For the auction, none of the attendees would be staying overnight. Not that the Pillars of Sussex intended to drink any less than was their custom, but on this occasion they had their womenfolk with them. And, amongst that class and that generation, one of the marriage vows taken by wives was to drink less than their menfolk at social events, and to drive them home.

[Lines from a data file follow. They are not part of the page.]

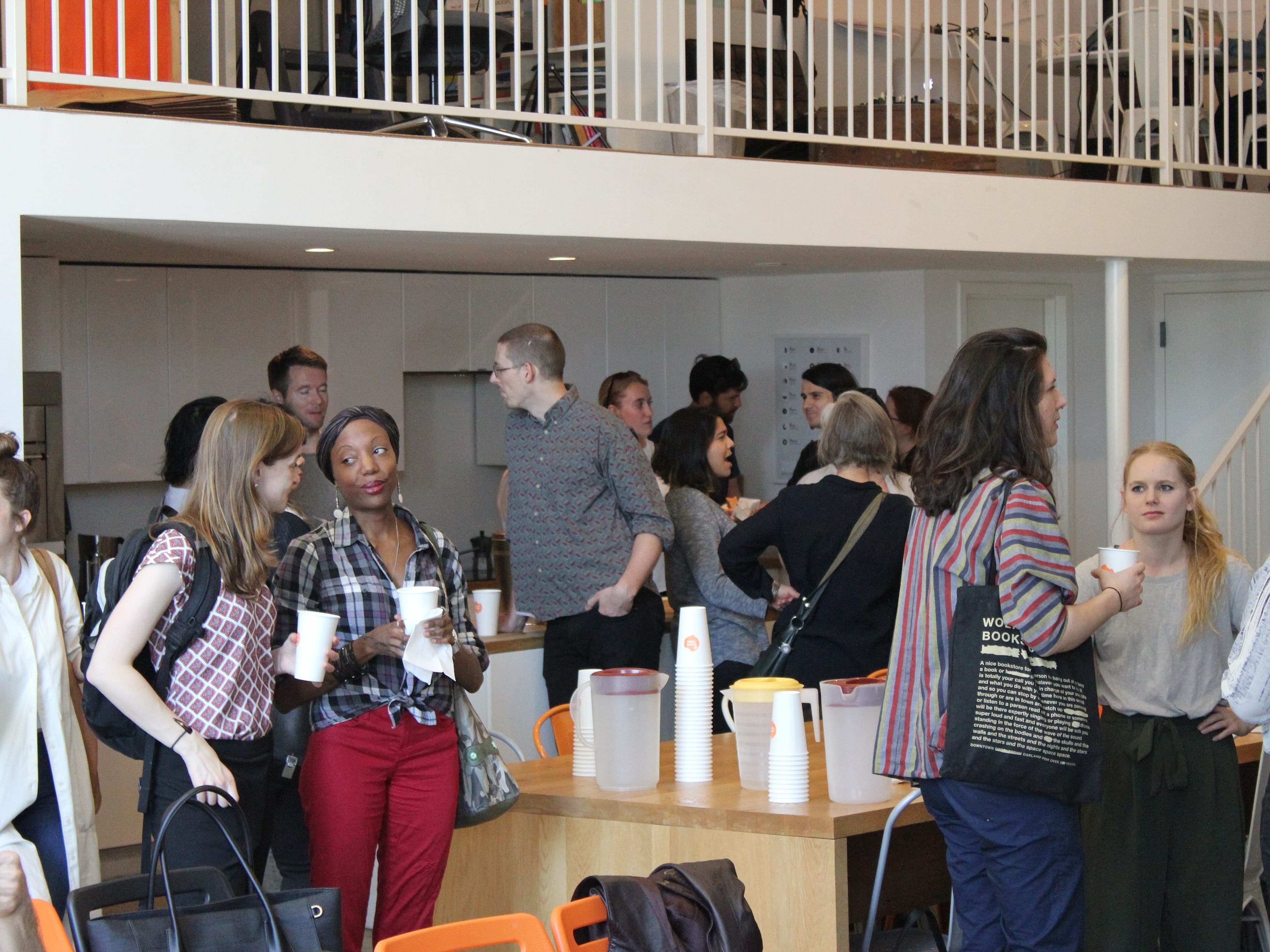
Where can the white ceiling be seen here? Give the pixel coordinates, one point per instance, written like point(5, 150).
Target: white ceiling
point(183, 243)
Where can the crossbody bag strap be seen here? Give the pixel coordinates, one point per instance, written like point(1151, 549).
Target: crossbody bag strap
point(859, 530)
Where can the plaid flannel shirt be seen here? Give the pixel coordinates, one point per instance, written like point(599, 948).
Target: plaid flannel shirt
point(334, 569)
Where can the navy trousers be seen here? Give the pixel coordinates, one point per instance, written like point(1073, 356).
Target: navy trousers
point(1016, 865)
point(41, 824)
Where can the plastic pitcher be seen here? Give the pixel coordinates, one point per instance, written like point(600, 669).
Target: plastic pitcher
point(851, 711)
point(627, 714)
point(751, 720)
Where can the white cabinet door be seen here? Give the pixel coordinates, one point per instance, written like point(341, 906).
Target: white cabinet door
point(574, 309)
point(127, 373)
point(355, 320)
point(436, 323)
point(498, 304)
point(225, 325)
point(75, 399)
point(637, 334)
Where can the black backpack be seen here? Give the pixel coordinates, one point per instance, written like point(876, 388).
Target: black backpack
point(111, 725)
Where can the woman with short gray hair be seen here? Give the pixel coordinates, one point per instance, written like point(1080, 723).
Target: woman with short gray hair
point(849, 635)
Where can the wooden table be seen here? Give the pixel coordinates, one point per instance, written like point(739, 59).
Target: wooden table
point(808, 869)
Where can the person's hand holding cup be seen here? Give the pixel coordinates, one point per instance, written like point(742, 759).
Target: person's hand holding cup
point(1121, 571)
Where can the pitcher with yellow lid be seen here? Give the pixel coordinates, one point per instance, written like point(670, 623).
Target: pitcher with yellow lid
point(751, 720)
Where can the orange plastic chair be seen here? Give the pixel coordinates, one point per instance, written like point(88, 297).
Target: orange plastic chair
point(562, 728)
point(521, 928)
point(577, 916)
point(53, 936)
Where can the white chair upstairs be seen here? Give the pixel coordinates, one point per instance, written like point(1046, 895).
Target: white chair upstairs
point(1137, 32)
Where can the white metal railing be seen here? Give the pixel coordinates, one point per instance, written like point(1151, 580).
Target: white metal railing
point(1232, 485)
point(1167, 86)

Brenda Chew had asked her “little group of helpers” to arrive at six, though the pre-dinner drinks were not scheduled to start until seven-thirty. The early call was avowedly “so that we can double-check everything’s all right,” though in fact so that Brenda could reiterate to her helpers how much hard work she’d put into organising the event, but how she didn’t mind at all, she was used to it.
She was also very concerned with the stage management of her bouquet, at exactly what point in the evening it should be presented to her, and who would say the few words about “the infinitely dependable Brenda Chew, who has worked far beyond the call of duty to make this event such a success, and without whom nothing on the fund-raising side of the Pillars’ of Sussex work would ever happen.”